La desheredación priva al heredero forzoso de su legítima. Si tras abrirse el testamento, considera que la desheredación es injusta, puede impugnarla, en cuyo caso, la prueba de que existe causa de desheredación corresponderá a los demás herederos. Si finalmente se declara injusta la desheredación, el desheredado recuperará el derecho a su legítima estricta.

 

Si desheredo a mi hijo, ¿qué ocurre con mis nietos?

Si el desheredado tiene hijos o descendientes, éstos ocupan su lugar y se convierten en herederos forzosos que deben intervenir en la partición de herencia (artículo 857 Código Civil).

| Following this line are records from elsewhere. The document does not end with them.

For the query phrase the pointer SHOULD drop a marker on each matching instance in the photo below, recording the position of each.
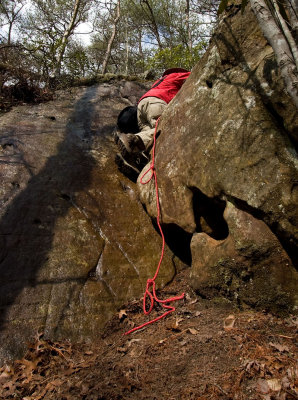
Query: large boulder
(75, 241)
(226, 166)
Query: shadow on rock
(27, 227)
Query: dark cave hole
(208, 214)
(178, 240)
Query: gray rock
(230, 135)
(75, 242)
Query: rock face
(75, 242)
(227, 171)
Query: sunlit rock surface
(230, 137)
(75, 241)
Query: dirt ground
(202, 351)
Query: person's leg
(149, 110)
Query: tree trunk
(66, 35)
(154, 24)
(112, 38)
(189, 37)
(282, 51)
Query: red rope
(151, 282)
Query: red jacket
(167, 87)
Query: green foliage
(178, 56)
(224, 4)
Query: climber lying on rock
(137, 123)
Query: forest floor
(204, 350)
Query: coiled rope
(151, 282)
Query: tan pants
(149, 110)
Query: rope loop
(151, 281)
(151, 168)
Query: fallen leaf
(193, 331)
(279, 347)
(274, 384)
(229, 323)
(130, 342)
(262, 386)
(122, 349)
(122, 315)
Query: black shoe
(116, 134)
(129, 144)
(128, 170)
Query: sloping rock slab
(230, 134)
(75, 242)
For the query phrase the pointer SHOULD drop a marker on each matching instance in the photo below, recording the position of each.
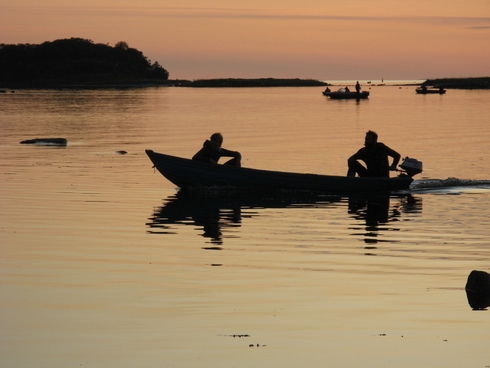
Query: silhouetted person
(212, 151)
(375, 156)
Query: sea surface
(103, 264)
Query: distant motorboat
(343, 94)
(425, 91)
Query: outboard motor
(411, 166)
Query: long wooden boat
(426, 91)
(189, 175)
(342, 95)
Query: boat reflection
(376, 212)
(217, 217)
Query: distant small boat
(342, 94)
(425, 91)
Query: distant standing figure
(375, 156)
(211, 152)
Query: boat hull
(188, 175)
(347, 95)
(421, 91)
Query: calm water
(102, 265)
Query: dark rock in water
(478, 289)
(47, 141)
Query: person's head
(371, 138)
(216, 139)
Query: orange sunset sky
(320, 39)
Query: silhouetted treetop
(75, 61)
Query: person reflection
(374, 212)
(213, 219)
(209, 215)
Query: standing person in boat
(212, 151)
(375, 156)
(358, 87)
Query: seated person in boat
(212, 151)
(358, 87)
(375, 156)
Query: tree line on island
(75, 61)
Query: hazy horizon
(273, 39)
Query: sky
(317, 39)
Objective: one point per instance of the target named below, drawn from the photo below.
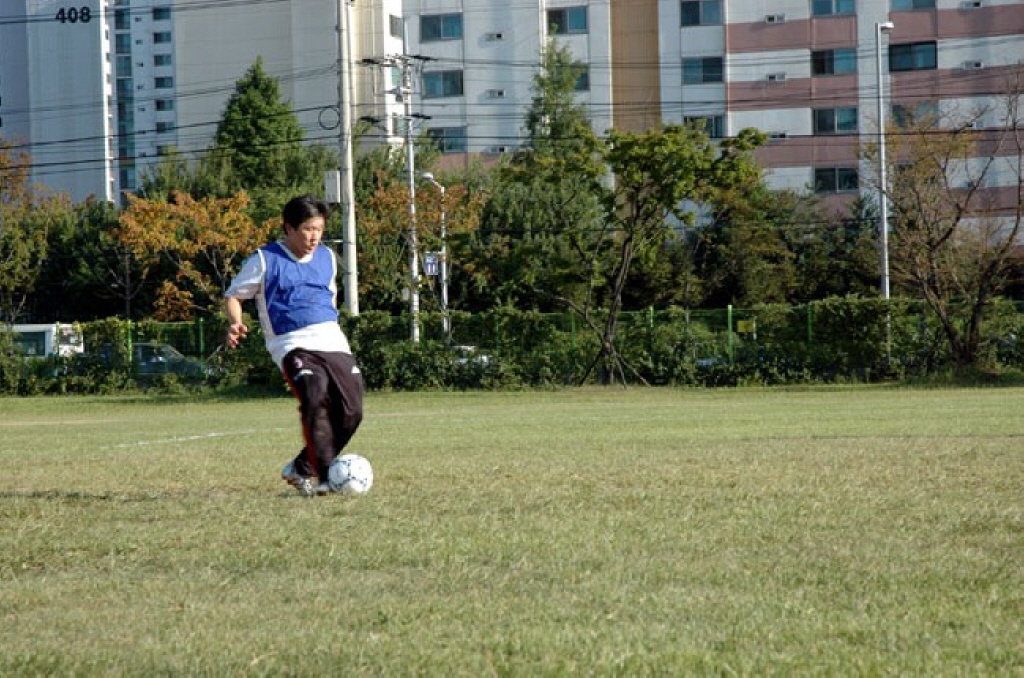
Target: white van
(44, 340)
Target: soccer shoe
(305, 485)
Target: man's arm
(237, 329)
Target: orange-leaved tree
(203, 241)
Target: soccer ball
(350, 474)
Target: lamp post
(445, 320)
(880, 28)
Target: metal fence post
(728, 330)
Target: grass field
(857, 531)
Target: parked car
(469, 355)
(153, 358)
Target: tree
(951, 244)
(543, 215)
(257, 149)
(204, 242)
(25, 218)
(383, 235)
(88, 272)
(657, 176)
(258, 132)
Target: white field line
(188, 438)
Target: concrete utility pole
(409, 66)
(350, 279)
(445, 320)
(884, 27)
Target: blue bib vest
(298, 294)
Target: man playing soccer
(293, 283)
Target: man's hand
(236, 333)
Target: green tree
(658, 174)
(951, 241)
(543, 217)
(26, 215)
(88, 272)
(258, 131)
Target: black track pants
(330, 390)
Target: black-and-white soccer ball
(350, 474)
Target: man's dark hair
(304, 207)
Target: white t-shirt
(323, 336)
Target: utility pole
(445, 319)
(349, 270)
(409, 66)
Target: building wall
(56, 93)
(78, 106)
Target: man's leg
(307, 376)
(346, 392)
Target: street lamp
(880, 28)
(445, 320)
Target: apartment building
(96, 99)
(56, 93)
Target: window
(835, 121)
(910, 115)
(701, 12)
(829, 7)
(567, 20)
(714, 126)
(449, 139)
(441, 83)
(440, 27)
(834, 61)
(912, 56)
(702, 70)
(583, 80)
(836, 179)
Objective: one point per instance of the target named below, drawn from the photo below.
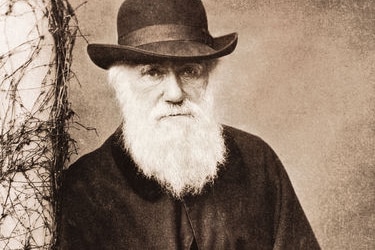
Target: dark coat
(251, 205)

Si los desheredados no tienen hijos ni descendientes no es necesario probarlo, basta con que los herederos lo manifiesten así en la partición de herencia.

 

¿Y si después de desheredar a un hijo, los demás deciden no respetar mi voluntad y darle al desheredado la legítima que le corresponda?

Es válida la partición efectuada por todos los herederos, incluidos los legitimarios desheredados, sin tener en cuenta la desheredación ordenada por el testador.

Ahora bien, dado que con este proceder los descendientes de los desheredados perderían su derecho a la legítima (art. 857 Código Civil), caben dos opciones: o que los desheredados carezcan de descendientes, a cuyo efecto, para dar por buena la partición, basta con la sola manifestación; o que los tengan, en cuyo caso deberá acreditarse quiénes son (mediante acta de notoriedad o cualquier otro medio admitido en Derecho), siendo además necesario que, como "afectados" que son, intervengan en la partición.

 

Ya le he dado a uno de mis hijos su legítima en vida, si lo manifiesto en mi testamento, ¿queda ya excluido de la partición de herencia?

Esta manifestación no es suficiente para impedir que el legitimario intervenga en la partición de herencia. Hasta el momento del fallecimiento no se puede determinar cuál es el activo y el pasivo de la herencia, y por lo tanto, no se puede realizar el cálculo de las legítimas. Sólo tras la muerte del testador se pueden hacer dichas operaciones, por lo que es necesario que intervenga el legitimario en la partición, para comprobar que efectivamente lo que se le dio en vida fue suficiente para cubrir su legítima.